CLSM images of a free GPs were incubated with Rhodamine for 10 min (Rhodamine@GPs) and b Rhodamine@GPs after three times centrifugation. c Fluorescence intensity changes of Rhodamine@GPs during three times centrifugation. CLSM images of d TPE-Q18H@GPs and e TPE-Q18H@GPs after three times centrifugation. f Fluorescence intensity changes of TPE-Q18H@GPs during three times centrifugation. Scale bar: 10 μm. In fluorescence spectra, λex = 365 nm for TPE and λex = 540 nm for Rhodamine, in CLSM images λex = 405 nm for TPE and λex = 561 nm for Rhodamine.

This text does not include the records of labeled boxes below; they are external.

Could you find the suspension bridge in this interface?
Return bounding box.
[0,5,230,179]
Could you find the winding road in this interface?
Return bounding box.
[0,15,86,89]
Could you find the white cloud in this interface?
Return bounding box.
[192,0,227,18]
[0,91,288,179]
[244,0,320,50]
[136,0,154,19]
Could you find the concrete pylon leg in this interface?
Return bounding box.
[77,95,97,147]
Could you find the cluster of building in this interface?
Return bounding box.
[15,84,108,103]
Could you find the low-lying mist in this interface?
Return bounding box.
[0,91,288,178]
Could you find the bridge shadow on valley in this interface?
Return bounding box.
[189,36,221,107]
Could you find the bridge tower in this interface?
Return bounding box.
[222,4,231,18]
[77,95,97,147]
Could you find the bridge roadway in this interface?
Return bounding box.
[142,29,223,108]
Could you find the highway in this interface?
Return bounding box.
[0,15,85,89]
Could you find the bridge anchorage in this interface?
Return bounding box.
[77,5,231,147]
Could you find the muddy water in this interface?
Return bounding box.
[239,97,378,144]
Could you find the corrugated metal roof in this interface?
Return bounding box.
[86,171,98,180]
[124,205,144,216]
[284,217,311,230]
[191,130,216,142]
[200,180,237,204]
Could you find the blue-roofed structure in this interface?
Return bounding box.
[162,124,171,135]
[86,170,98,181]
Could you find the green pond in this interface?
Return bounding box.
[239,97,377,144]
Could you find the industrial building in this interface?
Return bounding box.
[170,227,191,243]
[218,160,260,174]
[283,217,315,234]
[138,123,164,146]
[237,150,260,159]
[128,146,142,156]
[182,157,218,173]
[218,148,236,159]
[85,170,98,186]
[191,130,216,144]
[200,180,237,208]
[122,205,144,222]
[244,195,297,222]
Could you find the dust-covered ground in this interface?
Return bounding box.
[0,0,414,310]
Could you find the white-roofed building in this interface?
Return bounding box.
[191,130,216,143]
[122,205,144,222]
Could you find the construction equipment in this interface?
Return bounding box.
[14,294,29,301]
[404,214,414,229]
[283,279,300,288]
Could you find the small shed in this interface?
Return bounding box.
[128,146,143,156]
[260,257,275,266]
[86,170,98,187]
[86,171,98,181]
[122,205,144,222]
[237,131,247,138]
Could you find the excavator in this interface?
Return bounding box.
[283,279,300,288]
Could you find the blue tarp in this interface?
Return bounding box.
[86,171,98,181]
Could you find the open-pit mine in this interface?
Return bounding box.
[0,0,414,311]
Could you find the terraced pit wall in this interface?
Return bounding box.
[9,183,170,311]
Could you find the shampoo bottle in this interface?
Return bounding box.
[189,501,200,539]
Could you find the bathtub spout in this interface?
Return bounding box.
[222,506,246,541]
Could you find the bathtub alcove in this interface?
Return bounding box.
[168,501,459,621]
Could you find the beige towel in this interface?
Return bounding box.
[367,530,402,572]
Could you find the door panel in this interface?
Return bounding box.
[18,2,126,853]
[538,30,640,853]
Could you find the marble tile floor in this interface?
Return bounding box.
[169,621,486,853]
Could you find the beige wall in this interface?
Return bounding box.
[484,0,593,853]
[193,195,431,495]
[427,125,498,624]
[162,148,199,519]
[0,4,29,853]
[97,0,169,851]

Catalysis of enzymatic compartments
Having demonstrated the semi-permeability of this system, a hydrolysis model was then applied to investigate the confined effect on reaction kinetics. The hydrolytic activities of TPE-Q18H nanofibers and TPE-Q18H@GPs were measured using 4-nitrophenyl acetate (pNPA) as substrate, which is a widely assayed and standardized chromogenic substrate by monitoring the appearance of the yellow hydrolyzed product, 4-nitrophemolate (pNP). Thus, checking the release of 4-nitrophenol from GPs could also confirm the permeability and separative capacity of our system. After adding the substrate to the TPE-Q18H@GPs solution, 4-nitrophenol was generated within the enzymatic compartments, but then diffused into the bulk solution. Visible imaging in situ revealed that the visible yellow color came out just in minutes after the addition of pNPA to the reaction system. After centrifugation, the product was almost totally in the supernatant (Fig. 5a and Supplementary Fig. 15). This result meant that the products could be separated by a very simple centrifugal operation, which allowed for a facile collection of enzymatic compartments from the reaction system.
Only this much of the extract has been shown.